Apolo e Dafne



Conta a lenda que após o dilúvio, a terra ficou recoberta de lodo, e da fertilidade resultante surgiu uma imensa variedade de coisas, algumas boas e outras más. 
Entre elas surgiu Píton, uma serpente enorme que se refugiou nas cavernas do Monte Parnasso.

O povo estava aterrorizado, e Apolo, vendo o que acontecia, pegou suas armas e resolveu enfrentar o monstro. Até este momento o deus havia matado apenas fracos animais, como lebres, cabras e outros semelhantes. Ele aproximou-se da caverna da serpente e esperou-a sair, abatendo-a com as suas flechas.

O potente senhor do arco certeiro, 
Deus da vida, da luz e da poesia, 
O Sol, em forma humana apresentado, 
Radioso com o triunfo no combate. 
Partiu agora mesmo a seta ultriz. 
Nos olhos, nas narinas, se desenham
O desdém, a altivez própria de um deus.

Foi uma grande vitória e o povo estava novamente aliviado. Para comemorar o feito, Apolo instituiu os Jogos Píticos, nos quais os vencedores nas provas de força, rapidez na corrida ou nas disputas de carro eram coroados com uma grinalda de faia, pois o loureiro não havia ainda sido escolhido pelo deus como sua planta predileta.
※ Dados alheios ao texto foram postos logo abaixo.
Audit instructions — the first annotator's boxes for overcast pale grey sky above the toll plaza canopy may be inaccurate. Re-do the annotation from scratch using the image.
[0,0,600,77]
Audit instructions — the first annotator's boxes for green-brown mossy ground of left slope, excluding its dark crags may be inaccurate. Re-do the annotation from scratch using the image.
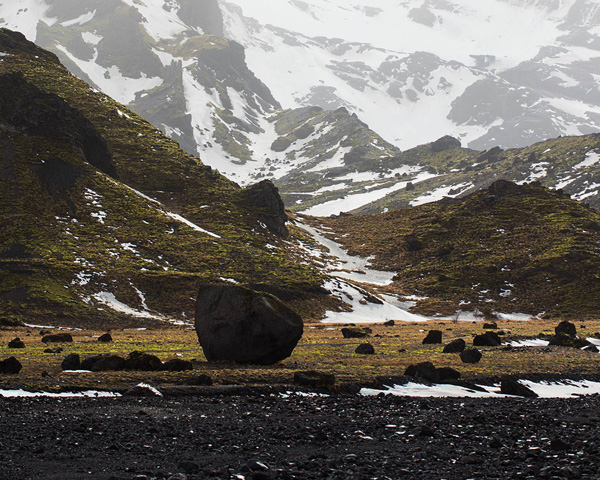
[0,31,328,326]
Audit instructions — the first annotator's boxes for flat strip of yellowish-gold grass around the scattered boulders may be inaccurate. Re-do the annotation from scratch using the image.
[0,320,600,391]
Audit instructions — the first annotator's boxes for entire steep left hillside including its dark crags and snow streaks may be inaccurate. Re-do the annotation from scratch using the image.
[0,30,326,327]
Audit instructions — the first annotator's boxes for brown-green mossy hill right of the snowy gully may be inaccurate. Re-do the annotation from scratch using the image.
[320,182,600,318]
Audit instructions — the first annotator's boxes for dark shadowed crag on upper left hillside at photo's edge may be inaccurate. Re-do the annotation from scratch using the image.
[0,73,117,178]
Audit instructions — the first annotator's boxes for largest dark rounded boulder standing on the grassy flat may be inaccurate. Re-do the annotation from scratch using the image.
[196,284,304,365]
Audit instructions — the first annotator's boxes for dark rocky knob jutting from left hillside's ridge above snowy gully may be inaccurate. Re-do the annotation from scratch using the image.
[240,180,290,238]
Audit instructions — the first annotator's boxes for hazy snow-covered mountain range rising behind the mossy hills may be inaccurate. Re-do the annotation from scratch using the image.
[0,0,600,215]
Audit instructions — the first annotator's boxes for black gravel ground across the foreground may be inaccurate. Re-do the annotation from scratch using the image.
[0,393,600,480]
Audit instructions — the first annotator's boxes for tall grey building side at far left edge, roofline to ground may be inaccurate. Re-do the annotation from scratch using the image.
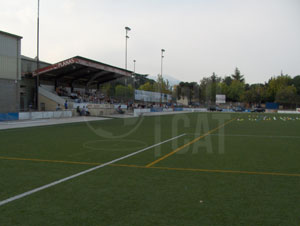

Apolo estava envaidecido com o seu recente triunfo, e quando viu Eros brincando com seu poderoso arco e suas flechas, repreendeu-o: 

"Que queres tu, menino, com armas mortíferas? Deixe-as para mãos de quem delas seja digno. Viste a grande vitória que alcancei contra a enorme serpente, cujo corpo venenoso cobria grande extensão da planície. Contenta-te com tua tocha, criança, e atiça tua chama, mas não se atreva a intrometer-se com minhas armas novamente." 

O filho de Afrodite, ouvindo as palavras do deus, retrucou: 

"Tuas setas podem ferir todas as outras coisas, e isso concordo. Mas não esqueça que as minhas também podem ferir-te".

Subiu ao alto de uma rocha do Parnasso e sacou de uma das suas flechas. Mirou no coração de Apolo e desferiu a seta. Neste mesmo instante, o deus foi tomado de amores pela ninfa Dafne, filha do deus-rio Peneu, que costumava passear nos bosques.

Dafne era uma donzela linda, e muitos amantes a buscavam, mas ela recusava a todos, apesar dos pedidos de seu pai: "Filha, é tempo que encontres um esposo e que me dês netos". Mas a simples idéia de casar-se causava horror na jovem.

Um dia estava Apolo passando pelos bosques quando viu Dafne. O deus estava encantado diante de tanta graça, e admirou seus cabelos, seus lábios, seus olhos e todo o seu corpo. Apolo resolveu então tê-la à força e começou a seguir a ninfa.

Porém Dafne, ao sentir a aproximação do deus, pôs-se a correr como o vento, e nem mesmo o deus conseguia alcançá-la. "Pare, linda donzela, não quero fazer-te mal. Quero apenas poder amar-te. Por que foges? Sou um deus e meu pai é o próprio Zeus. Sou senhor de Delfos e Tenedos e conheço todas as coisas, presentes e futuras..."

A ninfa estava surda às súplicas do deus e continuou em sua fuga. Seus cabelos estavam esvoaçantes e o vento agitava suas vestes. Apolo sentia-se mais encantado com Dafne, e passou a correr ainda mais rápido. A donzela sentia que o deus se aproximara muito e que dificilmente conseguiria escapar. 

As forças da jovem começavam a faltar e desesperada rogou ao seu pai, o rio Peneu, que a ajudasse: "Salva-me, meu Pai. O deus está me alcançando e não tenho mais forças para fugir!". O deus-rio estava triste, mas havia prometido ajudar a filha a não se casar, e resolveu intervir. 

Assim, um torpor invadiu os membros da linda ninfa, e toda a sua pele começou a transformar-se numa leve casca, e ela não mais conseguia correr. Seus cabelos se tornaram verdes folhas, seus braços mudaram-se em galhos e os pé cravaram-se no solo, como raízes.

Apolo, vendo a transformação, e sentindo-se impotente, abraçou-se aos ramos da árvore e beijou ardentemente sua madeira. "Já que não podes ser minha esposa, serás minha planta favorita. Usarei tuas folhas como coroa; com elas enfeitarei minha lira e minha aljava. E, tão eternamente jovem quanto eu próprio, também hás de ser sempre verde e tuas folhas não envelhecerão".

O que cantou, porém, com tal paixão, 
Não foi cantado nem sentido em vão. 
Se foi surda a amada ao canto seu, 
O canto aos outros homens comoveu. 
Assim Apolo, deixando a ilusória 
Paixão, no louro pôs a eterna glória.